Site Reliability Engineer

eTek IT Services, Inc. • San Mateo, CA, US • 3m ago

Position : Site Reliability Engineer

Location : San Mateo, CA

Required Skills• Must Haves: 3 to 5 years exp. Kubernetes, DataDog, cloud services, large scale systems, AWS&GCP, minor Azure • GKE, home strung clusters on prem, and AKS (Very Small), EKS • Consistent upgrades across all the clusters and clouds • Nice to Have: Gaming experience bonus

Additional Skills

Job Description

Who We Are

Founded in 2005, 2K Games is a global video game company, publishing titles developed by some of the most influential game development studios in the world. Our studios responsible for developing 2K’s portfolio of world-class games across multiple platforms, include Visual Concepts, Firaxis, Hangar 13, CatDaddy, Cloud Chamber, and HB Studios. Our portfolio of titles is expanding due to our global strategic plan, building and acquiring exciting studios whose content continues to inspire all of us! 2K publishes titles in today’s most popular gaming genres, including sports, shooters, action, role-playing, strategy, casual, and family entertainment.

Our team of engineers, marketers, artists, writers, data scientists, producers, thinkers and doers, are the professional publishing stewards of our growing library of critically-acclaimed franchises such as NBA 2K, Battleborn, BioShock, Borderlands, The Darkness, Mafia, Sid Meier’s Civilization, WWE 2K, and XCOM.

At 2K, we pride ourselves on creating an inclusive work environment, which means encouraging our teams to Come as You Are and do your best work! We are dedicated to diversity and inclusion, and want our community of candidates to reflect this commitment. We encourage all qualified applicants to explore our global positions.

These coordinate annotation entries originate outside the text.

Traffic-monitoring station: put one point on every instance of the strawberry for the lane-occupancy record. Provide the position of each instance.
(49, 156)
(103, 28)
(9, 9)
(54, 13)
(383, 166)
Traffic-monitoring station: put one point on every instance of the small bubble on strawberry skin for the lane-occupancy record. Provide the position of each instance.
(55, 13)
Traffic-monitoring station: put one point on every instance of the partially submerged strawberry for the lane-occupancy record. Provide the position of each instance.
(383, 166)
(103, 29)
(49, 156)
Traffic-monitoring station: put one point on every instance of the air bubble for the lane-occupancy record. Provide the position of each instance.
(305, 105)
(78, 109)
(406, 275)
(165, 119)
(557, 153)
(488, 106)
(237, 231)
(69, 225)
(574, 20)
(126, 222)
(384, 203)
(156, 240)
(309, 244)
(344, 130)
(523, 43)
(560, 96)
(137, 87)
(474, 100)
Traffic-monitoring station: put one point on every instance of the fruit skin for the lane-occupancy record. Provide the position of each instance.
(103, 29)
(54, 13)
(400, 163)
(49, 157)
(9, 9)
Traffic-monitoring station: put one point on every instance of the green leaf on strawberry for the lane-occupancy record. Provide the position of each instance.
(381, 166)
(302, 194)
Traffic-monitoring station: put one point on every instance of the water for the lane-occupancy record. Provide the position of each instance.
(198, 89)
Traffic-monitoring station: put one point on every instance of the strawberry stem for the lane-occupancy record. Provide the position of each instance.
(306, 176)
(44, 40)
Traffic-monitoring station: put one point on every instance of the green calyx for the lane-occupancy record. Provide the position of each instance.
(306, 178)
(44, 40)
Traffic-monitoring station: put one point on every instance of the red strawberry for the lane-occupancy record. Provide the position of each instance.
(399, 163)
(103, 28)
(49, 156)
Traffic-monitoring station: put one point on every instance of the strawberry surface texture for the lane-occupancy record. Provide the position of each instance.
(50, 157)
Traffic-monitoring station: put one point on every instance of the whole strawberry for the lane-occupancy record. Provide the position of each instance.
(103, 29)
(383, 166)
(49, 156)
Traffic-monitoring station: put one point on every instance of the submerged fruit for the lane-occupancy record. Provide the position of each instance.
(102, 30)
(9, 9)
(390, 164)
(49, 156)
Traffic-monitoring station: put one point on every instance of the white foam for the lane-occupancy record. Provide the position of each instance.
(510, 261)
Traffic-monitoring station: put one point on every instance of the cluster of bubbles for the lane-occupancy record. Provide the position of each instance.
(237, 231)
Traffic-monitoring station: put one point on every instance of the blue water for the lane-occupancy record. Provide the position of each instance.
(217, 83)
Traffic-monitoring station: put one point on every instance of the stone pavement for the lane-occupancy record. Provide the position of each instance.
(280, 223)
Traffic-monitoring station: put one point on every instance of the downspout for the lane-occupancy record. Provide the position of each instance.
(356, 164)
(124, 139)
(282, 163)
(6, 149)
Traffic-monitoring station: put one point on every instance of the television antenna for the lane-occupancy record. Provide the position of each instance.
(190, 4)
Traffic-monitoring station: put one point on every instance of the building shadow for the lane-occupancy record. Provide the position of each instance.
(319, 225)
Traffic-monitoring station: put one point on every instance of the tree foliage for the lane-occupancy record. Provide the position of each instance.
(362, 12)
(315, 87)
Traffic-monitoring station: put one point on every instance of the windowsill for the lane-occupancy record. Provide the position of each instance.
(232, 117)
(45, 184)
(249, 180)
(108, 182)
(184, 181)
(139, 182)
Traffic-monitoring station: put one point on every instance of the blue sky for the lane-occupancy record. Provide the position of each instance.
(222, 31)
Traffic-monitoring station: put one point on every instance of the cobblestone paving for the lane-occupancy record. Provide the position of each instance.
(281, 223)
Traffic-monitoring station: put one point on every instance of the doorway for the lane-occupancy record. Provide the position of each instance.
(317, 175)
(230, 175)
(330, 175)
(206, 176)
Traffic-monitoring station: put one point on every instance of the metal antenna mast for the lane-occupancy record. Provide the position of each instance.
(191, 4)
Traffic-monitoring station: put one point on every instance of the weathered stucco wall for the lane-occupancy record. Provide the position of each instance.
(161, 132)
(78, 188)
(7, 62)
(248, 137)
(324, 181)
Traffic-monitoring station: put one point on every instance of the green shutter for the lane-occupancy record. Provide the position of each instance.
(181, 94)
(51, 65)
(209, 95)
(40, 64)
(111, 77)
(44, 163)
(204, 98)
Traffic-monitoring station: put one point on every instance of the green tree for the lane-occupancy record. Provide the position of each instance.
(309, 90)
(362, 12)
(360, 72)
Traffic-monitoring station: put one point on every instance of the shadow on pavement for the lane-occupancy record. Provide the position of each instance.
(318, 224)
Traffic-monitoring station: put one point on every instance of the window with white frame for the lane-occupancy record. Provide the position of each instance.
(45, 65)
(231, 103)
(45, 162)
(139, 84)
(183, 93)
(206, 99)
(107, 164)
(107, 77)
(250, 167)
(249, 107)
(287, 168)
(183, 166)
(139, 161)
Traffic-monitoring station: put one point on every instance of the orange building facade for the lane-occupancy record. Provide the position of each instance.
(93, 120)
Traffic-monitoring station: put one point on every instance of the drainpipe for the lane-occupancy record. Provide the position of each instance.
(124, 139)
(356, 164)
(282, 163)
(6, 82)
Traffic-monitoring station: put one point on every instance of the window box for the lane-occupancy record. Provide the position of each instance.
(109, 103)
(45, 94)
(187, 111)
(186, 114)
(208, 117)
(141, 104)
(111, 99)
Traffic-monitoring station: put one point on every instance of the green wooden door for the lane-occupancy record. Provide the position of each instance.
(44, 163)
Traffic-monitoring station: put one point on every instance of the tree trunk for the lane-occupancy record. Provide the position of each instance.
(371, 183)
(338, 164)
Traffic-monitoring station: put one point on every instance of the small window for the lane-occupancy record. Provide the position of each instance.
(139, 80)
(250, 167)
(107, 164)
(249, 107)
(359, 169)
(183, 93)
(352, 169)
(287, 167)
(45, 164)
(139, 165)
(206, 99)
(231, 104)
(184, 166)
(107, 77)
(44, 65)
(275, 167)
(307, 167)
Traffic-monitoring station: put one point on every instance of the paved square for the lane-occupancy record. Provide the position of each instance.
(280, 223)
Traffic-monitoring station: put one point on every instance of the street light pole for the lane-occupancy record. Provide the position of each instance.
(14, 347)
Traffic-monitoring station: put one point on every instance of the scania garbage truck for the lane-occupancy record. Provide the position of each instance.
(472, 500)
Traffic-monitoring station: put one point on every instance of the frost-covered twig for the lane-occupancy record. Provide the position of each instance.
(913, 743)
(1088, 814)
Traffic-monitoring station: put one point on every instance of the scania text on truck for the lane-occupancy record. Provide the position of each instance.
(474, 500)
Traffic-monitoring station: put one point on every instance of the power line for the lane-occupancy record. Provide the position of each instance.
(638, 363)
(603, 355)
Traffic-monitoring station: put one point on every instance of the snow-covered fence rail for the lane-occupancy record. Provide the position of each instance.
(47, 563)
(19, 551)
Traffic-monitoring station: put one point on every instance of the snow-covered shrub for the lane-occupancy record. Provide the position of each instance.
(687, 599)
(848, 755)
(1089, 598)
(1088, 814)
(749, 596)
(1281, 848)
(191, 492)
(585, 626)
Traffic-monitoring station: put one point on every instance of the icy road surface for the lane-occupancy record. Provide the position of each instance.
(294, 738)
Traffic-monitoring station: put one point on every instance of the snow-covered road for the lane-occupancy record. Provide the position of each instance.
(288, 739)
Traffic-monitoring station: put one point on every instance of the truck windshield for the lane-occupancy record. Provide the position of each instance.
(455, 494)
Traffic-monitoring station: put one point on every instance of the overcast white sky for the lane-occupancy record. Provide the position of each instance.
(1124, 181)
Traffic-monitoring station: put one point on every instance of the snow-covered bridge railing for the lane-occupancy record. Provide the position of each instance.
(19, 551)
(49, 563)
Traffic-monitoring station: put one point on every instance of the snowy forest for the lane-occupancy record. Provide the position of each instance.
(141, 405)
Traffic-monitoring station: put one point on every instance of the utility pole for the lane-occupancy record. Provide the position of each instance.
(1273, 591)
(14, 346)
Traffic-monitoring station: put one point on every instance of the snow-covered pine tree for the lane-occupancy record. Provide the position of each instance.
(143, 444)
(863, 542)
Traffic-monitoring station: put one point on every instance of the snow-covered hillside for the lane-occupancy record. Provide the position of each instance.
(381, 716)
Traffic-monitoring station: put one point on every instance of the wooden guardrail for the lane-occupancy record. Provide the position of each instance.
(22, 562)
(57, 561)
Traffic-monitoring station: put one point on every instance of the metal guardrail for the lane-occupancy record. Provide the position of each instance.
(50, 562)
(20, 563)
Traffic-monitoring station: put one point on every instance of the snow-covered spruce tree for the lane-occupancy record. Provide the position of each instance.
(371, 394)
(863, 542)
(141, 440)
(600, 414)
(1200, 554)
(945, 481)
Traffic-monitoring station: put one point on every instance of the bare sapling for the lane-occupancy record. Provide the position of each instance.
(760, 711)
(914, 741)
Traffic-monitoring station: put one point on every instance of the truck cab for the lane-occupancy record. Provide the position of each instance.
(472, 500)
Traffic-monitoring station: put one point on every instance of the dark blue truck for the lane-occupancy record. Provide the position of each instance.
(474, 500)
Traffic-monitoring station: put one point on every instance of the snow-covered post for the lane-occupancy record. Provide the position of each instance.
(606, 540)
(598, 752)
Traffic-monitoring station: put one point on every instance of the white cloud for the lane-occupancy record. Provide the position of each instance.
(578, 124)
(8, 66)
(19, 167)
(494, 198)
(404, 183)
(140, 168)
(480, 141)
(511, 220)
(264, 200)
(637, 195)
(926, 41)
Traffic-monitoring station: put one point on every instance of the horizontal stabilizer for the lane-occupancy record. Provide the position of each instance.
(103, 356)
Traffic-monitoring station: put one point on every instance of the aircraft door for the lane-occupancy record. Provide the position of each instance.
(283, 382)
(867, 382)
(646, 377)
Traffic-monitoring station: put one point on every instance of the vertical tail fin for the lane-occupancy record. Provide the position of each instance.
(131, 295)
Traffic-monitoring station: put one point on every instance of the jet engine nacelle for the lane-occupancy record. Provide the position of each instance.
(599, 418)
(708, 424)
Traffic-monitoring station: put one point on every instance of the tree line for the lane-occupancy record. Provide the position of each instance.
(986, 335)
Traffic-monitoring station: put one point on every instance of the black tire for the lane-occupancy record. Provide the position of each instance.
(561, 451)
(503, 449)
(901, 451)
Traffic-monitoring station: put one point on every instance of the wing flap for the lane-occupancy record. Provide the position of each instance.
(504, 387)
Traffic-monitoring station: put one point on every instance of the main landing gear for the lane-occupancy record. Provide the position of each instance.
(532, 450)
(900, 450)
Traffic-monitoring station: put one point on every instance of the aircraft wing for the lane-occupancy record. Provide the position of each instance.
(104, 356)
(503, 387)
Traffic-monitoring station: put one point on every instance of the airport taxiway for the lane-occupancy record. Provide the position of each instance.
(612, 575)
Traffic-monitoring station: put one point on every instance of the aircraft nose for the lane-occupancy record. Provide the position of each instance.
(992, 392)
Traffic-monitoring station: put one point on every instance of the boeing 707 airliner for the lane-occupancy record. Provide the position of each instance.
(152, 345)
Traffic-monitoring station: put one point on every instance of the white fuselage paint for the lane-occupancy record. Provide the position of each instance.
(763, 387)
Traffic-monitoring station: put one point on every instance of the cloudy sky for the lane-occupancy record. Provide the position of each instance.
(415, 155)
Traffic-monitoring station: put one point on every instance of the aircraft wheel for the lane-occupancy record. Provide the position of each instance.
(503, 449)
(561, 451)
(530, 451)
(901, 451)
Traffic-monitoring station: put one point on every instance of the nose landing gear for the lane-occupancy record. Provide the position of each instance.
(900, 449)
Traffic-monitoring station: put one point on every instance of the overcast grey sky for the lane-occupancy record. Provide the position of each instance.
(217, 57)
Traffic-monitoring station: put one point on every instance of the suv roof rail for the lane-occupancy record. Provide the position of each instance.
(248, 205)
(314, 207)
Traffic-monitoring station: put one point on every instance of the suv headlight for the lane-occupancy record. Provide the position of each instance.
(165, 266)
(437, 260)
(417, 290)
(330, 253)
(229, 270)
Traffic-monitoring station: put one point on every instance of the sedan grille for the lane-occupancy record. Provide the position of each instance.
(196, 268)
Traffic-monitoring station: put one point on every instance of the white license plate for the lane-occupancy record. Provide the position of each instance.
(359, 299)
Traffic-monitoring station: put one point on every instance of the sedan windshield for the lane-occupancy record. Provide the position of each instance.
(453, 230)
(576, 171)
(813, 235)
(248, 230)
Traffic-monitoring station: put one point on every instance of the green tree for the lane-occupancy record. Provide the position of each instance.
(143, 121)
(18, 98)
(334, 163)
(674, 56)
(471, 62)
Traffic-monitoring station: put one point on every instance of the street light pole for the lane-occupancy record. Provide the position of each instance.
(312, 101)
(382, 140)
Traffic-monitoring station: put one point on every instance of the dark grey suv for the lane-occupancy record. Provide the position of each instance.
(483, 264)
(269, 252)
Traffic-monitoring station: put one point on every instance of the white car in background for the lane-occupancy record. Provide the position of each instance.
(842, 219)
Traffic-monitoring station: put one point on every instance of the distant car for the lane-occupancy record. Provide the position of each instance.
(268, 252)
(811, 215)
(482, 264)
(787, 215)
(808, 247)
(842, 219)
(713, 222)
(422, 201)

2K is headquartered in Novato, California and is a wholly owned label of Take-Two Interactive Software, Inc. (NASDAQ: TTWO).

About the Team: Site Reliability Engineering (SRE)

The 2K Site Reliability team is responsible for the operations and infrastructure of all consumer-facing production systems and developer-facing systems at 2K Games, including NBA2K game services, customer-facing account services, and websites. This team handles systems and services spanning multiple datacenters both terrestrial and cloud-based.

What We Need:

We are looking for an expert engineer who is passionate about building multi-datacenter infrastructure and services. Robust systems and problem-solving skills are required as we develop solutions for game studios and support data centers around the world alongside a group of outstanding engineers. In this role, you will collaborate with network engineers, systems architects, and development staff to support our gamers and the needs of the business.

What you will do

What We Do

Build and operate highly resilient systems in a multi-datacenter and cloud global environment serving game and consumer services
Develop tools for the management and automation of the systems and service infrastructure
Define and implement standards that will impact systems, services, and multiple software environments
Diagnose and resolve technical issues from both internal and external customers and drive improvements to prevent them from recurring
Participate in Site Reliability Engineering’s on-call rotation

Who We Believe Will Be an Outstanding Fit

You are eager to work in a fast-paced environment with other highly skilled engineers who are passionate about service availability and health!

If the idea of building data center infrastructure services from greenfield to implementation moves you!

Required Qualifications

6+ years of demonstrated influence across one or more teams for large scale projects that drive impact and improvement across the organization
6+ years of experience in an SRE role for online services in a multi-region, multi-cloud environment with specific experience in reliability and resliency
6+ years of developing tools for automation of processes or augmenting off the shelf tool functionality
6+ years of AWS and/or GCP cloud experience running highly elastic mission critical workloads
6+ years of coding experience in at least one or more of Python, Ruby, Java, or Go and a good understanding of code management
6+ years of experience using Infrastructure as Code tools like Terraform, Pulumi, or others
Extensive knowledge of software build, test, and deploy processes using Git, Jenkins, Puppet, Ansible, Docker/containers, and Kubernetes
Experience with system analysis and troubleshooting
Serve as a mentor to junior engineers and provide technical leadership to the organization.

Bonus Points

Prior hands-on experience running large scale multiplayer video games at scale
Experience designing and crafting software for systems and network automation
Debugging, code optimization, and routine task automation skills
Demonstrated ability to decompose sophisticated problems. Ability to engage in lateral investigations.